А тем временем на арене событий появляется новый персонаж. В кухне уже и так не протолкнуться, но новоприбывший занимает совсем мало места: это младший из внуков – Сережа.
Ему восемь лет, и это – ушастое существо с большими выразительными глазами с «поволокой», которое по большей части пребывает в состоянии более или менее глубокой задумчивости.
Бабка реагирует немедленно: в ней словно кто-то повернул рубильник, переключив ее в другой режим.
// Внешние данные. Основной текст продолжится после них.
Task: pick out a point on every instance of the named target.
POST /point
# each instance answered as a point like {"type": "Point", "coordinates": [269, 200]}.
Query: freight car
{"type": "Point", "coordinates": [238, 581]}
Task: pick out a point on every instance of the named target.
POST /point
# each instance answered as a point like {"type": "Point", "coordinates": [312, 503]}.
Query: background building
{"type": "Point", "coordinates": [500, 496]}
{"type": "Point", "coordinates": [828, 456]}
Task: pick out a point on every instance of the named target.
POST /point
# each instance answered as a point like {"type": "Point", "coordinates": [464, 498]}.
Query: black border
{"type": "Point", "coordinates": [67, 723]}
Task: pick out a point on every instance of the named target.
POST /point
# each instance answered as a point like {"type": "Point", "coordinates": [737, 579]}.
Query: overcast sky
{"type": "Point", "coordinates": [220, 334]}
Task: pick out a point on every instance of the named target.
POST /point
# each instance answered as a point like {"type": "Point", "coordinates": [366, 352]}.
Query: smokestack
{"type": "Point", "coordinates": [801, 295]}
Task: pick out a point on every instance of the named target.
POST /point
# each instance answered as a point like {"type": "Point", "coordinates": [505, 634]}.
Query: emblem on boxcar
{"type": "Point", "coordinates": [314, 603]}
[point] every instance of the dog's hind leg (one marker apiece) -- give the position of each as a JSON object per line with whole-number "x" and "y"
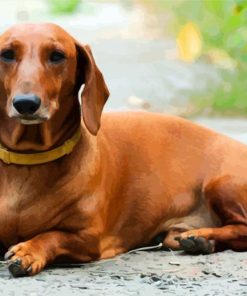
{"x": 228, "y": 200}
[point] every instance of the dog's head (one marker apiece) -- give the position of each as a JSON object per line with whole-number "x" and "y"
{"x": 41, "y": 69}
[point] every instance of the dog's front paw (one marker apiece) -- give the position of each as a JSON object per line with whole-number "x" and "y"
{"x": 25, "y": 259}
{"x": 196, "y": 245}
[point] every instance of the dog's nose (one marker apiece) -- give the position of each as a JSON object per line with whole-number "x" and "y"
{"x": 26, "y": 104}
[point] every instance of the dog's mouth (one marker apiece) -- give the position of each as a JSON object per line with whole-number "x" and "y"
{"x": 30, "y": 119}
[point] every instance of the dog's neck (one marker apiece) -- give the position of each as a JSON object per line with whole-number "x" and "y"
{"x": 39, "y": 137}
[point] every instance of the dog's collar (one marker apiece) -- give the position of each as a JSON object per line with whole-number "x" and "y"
{"x": 9, "y": 157}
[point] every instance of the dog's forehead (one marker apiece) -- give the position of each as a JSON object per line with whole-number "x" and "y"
{"x": 40, "y": 32}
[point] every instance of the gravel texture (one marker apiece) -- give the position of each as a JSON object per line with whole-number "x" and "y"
{"x": 140, "y": 273}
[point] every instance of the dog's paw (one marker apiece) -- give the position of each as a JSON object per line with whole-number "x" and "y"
{"x": 196, "y": 245}
{"x": 24, "y": 259}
Она всплескивает руками и начинает суетиться.
– Ой, уже встал! – восклицает она. – Я те щас солдатиков сделаю! – и тут же начинает резать бутерброды с сыром мелкими кусочками – «солдатиками».
Ответ Сережи стандартен и предсказуем, как армейский Дисциплинарный устав:
– Не хочу! – произносит он – впрочем, как-то вяло, похоже, просто «для порядка».
Отец, глядя на него, одобрительно смеется, его глаза лучатся благожелательностью, а на лице расцветает улыбка: ушастое существо вызывает у обеих враждующих сторон поразительно схожие чувства.
– Сергей Ильич, не плачь не хнычь! – произносит Отец с размягченной, немного глуповатой интонацией, какой часто взрослые разговаривают с детьми, и тыкает тыльной стороной ладони ребенку в нос. Сережа стоически терпит это. А, может, он этого просто не замечает? Похоже на то, что он сосредоточенно думает о чем-то и отвечает автоматически, по необходимости.
– В принципе, мне достаточно компота, – сообщает он: просто в порядке информации. До взрослых это все равно не дойдет, но кто знает? Может, в этот раз что-то, наконец, изменится…
Отец одаривает и этот перл благодушной улыбкой. Бабка, демонстративно не замечая этого, пытается переключить внимание Сережи на «солдатиков», которых она успела нарезать:
– Смотри сюда, – говорит она. – Вот они уже пошли. Вот полковник, а это генерал. И все пошли, пошли…
Отец смотрит на тещу скептически – улыбка его увядает.
Переключить внимание Сережи на еду не удается: он по-прежнему погружен в себя и лишь крайне неохотно, словно смирившись с неизбежностью, начинает жевать ближайшего «солдатика».
– Я вам всем сейчас яйца всмятку положу, – Мать решает подключиться к суете вокруг ушастика.
Она вынимает из кастрюли ложкой яйцо, затем второе, после чего кладет их на тарелки и ставит себе и перед Сережей. К ней подбегает Отец. Предупреждая дальнейшие действия жены, он для себя достает специальную подставку для яиц, ставит яйцо в нее и нравоучительным тоном произносит:
– Люблю все делать хорошо!
Он тянется за чайником, желая долить себе чая, и задевает подставку, переворачивая яйцо, которое падает на пол и разбивается. Мать смотрит на мужа и с потрясающим сарказмом, с наигранно-серьезным видом повторяет:
– Люблю всё делать хорошо! – И добавляет: – Лучше и не скажешь!
Здесь должен был бы, по идее, последовать всеобщий веселый смех: мало того, что Отец так оконфузился, так ведь это еще история с предысторией…
Как-то раз, на заре совместной супружеской жизни, Отец уже попал в точно такое же положение: увидев, что батон белого хлеба лежит у жены в авоське просто так, ни во что не завернутый, он возмущенно отчитал супругу и, взяв газетку с намерением завернуть хлеб в нее, потянулся за батоном, назидательно и с неподражаемым апломбом («делай, как я»! ) произнеся именно эти слова:
– Я л юблю все делать хорошо!
После чего батон, выскользнув у него из рук, со смачным хлюпаньем шлепнулся в грязь. И вуаля! – очередной дубль сцены наступания на грабли! (А сколько дублей еще впереди…)?